Tatsächlich stellten sie mich ein.
Ich hatte keine Ahnung von einem Stadthaushalt, alles war ganz anders
geregelt als bei uns auf dem Lande. Häufig bekam ich Tadel und war
sehr unglücklich. Zum Bügeln der Wäsche wurde ich in die
Werkstatt eines Hutmachers geschickt, der einen Bügelofen besaß.

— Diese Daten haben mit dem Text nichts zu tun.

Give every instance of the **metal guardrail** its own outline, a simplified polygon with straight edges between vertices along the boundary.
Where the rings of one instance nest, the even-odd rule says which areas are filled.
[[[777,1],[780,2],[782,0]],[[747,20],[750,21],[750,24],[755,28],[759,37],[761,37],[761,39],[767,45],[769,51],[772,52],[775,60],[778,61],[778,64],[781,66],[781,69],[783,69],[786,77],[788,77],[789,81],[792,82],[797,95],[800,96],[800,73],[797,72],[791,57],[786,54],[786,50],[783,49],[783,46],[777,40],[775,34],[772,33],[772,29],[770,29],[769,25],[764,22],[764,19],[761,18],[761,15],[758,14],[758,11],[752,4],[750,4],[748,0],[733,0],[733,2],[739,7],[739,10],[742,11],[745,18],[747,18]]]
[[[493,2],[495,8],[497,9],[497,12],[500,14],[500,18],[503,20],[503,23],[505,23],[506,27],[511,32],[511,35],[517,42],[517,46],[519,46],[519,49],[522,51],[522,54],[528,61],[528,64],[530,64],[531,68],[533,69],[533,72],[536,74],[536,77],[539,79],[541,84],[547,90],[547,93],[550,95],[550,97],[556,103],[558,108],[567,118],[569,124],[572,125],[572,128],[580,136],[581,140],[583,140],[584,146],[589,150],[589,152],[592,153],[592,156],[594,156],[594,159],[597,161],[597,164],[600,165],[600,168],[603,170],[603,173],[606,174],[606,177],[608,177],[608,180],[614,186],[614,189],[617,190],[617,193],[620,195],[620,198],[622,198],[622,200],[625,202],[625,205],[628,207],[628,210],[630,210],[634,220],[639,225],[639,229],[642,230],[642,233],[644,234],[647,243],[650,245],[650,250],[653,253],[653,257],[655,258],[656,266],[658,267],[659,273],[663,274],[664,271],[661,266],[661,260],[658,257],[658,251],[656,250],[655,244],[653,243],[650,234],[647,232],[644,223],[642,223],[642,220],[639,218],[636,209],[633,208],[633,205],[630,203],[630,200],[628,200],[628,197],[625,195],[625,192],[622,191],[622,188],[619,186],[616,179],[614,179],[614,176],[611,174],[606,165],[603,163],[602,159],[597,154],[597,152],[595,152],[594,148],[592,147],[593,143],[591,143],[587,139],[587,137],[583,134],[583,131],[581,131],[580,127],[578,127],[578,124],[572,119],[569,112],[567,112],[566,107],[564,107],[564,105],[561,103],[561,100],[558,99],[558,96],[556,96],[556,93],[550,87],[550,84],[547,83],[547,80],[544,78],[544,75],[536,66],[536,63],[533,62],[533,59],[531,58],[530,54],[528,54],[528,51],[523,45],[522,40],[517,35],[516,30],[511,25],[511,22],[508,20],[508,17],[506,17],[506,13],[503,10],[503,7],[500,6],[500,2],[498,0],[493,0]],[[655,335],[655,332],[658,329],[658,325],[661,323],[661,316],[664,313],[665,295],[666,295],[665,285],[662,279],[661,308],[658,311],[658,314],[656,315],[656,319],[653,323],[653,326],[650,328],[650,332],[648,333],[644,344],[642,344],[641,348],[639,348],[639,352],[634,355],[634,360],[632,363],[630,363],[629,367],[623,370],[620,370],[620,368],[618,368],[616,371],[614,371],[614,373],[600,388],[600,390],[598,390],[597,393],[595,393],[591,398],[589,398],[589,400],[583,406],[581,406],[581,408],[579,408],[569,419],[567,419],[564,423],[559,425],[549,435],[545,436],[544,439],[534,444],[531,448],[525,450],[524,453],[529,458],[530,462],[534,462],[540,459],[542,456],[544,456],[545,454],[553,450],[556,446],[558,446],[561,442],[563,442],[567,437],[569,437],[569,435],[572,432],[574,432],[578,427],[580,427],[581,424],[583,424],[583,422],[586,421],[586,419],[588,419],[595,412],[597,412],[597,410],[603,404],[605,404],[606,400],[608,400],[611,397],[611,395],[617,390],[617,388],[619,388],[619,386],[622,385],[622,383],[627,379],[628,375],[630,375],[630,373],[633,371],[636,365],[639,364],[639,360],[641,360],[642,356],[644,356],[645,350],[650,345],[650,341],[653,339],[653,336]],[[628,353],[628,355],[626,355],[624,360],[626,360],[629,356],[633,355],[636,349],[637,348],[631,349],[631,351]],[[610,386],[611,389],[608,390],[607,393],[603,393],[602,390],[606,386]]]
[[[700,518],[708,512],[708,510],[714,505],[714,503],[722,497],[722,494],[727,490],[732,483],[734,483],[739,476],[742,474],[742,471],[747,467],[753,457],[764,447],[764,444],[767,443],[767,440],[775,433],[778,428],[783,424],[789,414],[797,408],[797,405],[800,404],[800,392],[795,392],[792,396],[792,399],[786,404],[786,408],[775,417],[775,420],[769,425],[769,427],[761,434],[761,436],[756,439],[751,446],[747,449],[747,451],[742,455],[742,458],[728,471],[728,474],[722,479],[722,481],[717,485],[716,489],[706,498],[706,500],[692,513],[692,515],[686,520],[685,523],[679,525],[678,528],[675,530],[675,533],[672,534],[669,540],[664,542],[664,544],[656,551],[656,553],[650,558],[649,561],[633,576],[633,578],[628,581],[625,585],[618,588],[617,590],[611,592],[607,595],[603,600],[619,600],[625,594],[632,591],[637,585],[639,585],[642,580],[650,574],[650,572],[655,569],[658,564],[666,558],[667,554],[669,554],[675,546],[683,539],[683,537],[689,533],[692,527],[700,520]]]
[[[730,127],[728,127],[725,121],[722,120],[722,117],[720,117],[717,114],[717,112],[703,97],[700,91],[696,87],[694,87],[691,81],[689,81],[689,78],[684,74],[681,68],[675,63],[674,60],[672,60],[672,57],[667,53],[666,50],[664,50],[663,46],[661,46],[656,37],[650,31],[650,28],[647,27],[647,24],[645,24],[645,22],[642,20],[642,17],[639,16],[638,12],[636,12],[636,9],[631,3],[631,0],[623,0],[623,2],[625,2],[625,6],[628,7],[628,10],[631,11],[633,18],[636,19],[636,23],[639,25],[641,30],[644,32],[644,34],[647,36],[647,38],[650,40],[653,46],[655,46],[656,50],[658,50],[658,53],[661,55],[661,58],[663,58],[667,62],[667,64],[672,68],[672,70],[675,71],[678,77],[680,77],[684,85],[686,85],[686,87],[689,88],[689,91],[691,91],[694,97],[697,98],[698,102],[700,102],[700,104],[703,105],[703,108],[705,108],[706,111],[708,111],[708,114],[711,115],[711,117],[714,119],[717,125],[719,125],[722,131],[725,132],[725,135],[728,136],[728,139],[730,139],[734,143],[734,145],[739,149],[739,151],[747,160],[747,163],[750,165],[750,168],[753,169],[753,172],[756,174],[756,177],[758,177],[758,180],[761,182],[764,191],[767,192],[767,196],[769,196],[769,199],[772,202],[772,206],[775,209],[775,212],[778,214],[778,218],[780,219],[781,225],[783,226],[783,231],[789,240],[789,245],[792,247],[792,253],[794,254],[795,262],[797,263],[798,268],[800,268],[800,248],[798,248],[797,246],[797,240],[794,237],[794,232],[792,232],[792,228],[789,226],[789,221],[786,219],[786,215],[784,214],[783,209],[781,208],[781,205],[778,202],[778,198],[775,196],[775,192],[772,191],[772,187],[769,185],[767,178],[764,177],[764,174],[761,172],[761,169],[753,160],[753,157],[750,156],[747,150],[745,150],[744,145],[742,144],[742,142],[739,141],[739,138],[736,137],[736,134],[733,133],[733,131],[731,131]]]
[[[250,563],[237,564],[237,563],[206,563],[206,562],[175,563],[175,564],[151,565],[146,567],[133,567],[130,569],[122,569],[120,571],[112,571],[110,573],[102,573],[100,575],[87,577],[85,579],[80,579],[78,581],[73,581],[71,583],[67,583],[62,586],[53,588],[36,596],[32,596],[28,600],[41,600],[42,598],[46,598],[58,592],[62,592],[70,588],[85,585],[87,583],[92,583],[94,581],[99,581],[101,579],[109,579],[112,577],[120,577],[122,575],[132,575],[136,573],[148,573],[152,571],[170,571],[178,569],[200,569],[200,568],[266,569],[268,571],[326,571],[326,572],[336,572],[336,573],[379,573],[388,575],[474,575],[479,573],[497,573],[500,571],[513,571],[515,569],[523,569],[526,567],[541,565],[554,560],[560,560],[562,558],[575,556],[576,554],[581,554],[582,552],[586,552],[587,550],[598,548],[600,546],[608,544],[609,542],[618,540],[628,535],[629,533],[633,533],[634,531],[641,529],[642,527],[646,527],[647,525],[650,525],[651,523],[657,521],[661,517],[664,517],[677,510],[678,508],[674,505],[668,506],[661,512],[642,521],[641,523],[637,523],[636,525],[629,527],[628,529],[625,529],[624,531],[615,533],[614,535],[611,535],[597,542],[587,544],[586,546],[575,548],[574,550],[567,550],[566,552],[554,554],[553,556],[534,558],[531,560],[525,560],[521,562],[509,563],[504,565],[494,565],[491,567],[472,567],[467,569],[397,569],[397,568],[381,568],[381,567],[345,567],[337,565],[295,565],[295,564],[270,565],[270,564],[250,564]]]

Die Bügeleisen wurden darin erhitzt, bis sie so heiß waren,
daß man sie kaum mehr anfassen konnte, trotz der vielen Tücher,
die man um die Griffe wickelte. Wenn sie beim Bügeln abkühlten,
nahm man das nächste Eisen aus dem Ofen. Ich kannte diese Vorrichtung
nicht und stellte mich wohl etwas dumm an, jedenfalls sagte die Frau Kanzleirat
zu mir: „Kann man dem Esel das Tanzen beibringen, wird man wohl auch Dir
beibringen können, Taschentücher ordentlich zu bügeln.“
Meine Herrschaft schimpfte viel mit mir, aber ich wurde auch gelobt.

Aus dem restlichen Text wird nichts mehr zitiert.